In this context, I would emphasize that universities and other research institutes have to take the role as centers that promote cultural diversity and function as a locus in bridging cultural differences. Universities can no longer confine themselves to the task of raising the so-called competitive edge of the nation. Rather, they must take an active role in creating transnational cultural flows and promoting dissemination of science and technology common to all member nations of the regional community. Thus, it is important to institute cooperative networks across universities in Northeast Asia that are devoted to such enterprises.
4. Conclusion
In order to construct a regional community for peace and common prosperity in Northeast Asia, peoples in the region have to overcome their inherent and self-centered views that prioritize issues of political hegemony and maximization of economic power centered on their nation-state. One way in which this 'common idea' can be created is to facilitate transnational flows of people and cultures in everyday life. Also, this should come about not only through the forms of a market economy but also through communal efforts developed in a broader scheme. A network of intellectuals in the region should be established as a most efficient body of practice to mobilize and provide impetus for this type of exchange.

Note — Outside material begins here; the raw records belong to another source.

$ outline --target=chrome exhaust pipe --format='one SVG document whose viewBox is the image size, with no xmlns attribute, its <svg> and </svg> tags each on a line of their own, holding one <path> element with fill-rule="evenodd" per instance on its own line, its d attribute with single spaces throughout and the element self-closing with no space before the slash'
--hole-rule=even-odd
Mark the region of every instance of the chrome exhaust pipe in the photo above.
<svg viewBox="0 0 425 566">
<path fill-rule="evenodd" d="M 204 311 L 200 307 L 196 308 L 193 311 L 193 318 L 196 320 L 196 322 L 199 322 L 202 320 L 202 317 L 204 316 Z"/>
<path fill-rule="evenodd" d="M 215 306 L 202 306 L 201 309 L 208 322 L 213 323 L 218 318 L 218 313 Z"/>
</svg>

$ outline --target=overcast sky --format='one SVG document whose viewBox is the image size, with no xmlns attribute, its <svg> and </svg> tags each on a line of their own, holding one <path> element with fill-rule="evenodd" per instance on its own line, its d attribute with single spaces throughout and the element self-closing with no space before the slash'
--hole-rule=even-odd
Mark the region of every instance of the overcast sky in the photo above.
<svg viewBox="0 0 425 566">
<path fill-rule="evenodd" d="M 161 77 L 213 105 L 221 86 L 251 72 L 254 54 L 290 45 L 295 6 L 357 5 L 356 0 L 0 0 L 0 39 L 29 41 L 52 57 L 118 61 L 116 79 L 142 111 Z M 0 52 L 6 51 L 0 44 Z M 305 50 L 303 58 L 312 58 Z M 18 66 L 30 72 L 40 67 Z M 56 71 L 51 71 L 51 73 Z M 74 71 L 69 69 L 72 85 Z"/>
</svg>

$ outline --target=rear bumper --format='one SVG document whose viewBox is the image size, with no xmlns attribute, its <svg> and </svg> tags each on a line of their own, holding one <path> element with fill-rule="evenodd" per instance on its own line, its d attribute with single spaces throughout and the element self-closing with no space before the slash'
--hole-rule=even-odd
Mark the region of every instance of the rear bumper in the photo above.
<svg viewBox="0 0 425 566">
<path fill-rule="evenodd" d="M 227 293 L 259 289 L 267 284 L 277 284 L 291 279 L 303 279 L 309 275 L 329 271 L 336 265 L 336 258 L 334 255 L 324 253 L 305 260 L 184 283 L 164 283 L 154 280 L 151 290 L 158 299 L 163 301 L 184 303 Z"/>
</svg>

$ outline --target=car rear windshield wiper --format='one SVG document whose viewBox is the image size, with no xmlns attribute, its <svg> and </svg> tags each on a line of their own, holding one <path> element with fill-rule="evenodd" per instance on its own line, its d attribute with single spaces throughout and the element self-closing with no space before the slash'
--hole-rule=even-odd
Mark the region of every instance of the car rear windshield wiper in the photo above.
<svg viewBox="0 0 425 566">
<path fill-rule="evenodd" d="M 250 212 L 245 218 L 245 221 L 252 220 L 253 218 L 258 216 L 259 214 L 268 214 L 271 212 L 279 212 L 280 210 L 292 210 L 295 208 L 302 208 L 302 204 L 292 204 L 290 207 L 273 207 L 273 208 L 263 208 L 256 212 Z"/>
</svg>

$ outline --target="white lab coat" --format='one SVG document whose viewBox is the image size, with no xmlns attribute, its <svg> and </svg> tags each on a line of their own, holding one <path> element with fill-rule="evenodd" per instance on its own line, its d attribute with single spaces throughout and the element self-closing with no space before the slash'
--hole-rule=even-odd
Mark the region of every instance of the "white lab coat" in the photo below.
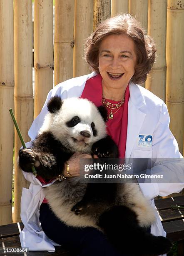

In today's world, it is evident that intercultural exchange across borders has become a fixture of reality that does not discriminate in favor of elites. Nevertheless, a network of intellectuals is needed to set the stage for a future where a powerful group of elites cannot raise and maintain borders with the intention of keeping individuals trapped within politically charged boundaries. In reality, this dream of greater cultural community may not easily or necessarily materialize in full- fledged form, as nations in this region vary widely in their systems of administration and state ideology. However, the movement toward this idea cannot be blocked by any type of political power, and it is important for us to realize that the multifaceted transnational flow of cultures, information, and technology, and most of all, the migratory movement of people are slowly creating a new world, which cannot be put on hold by political agendas or economic interests.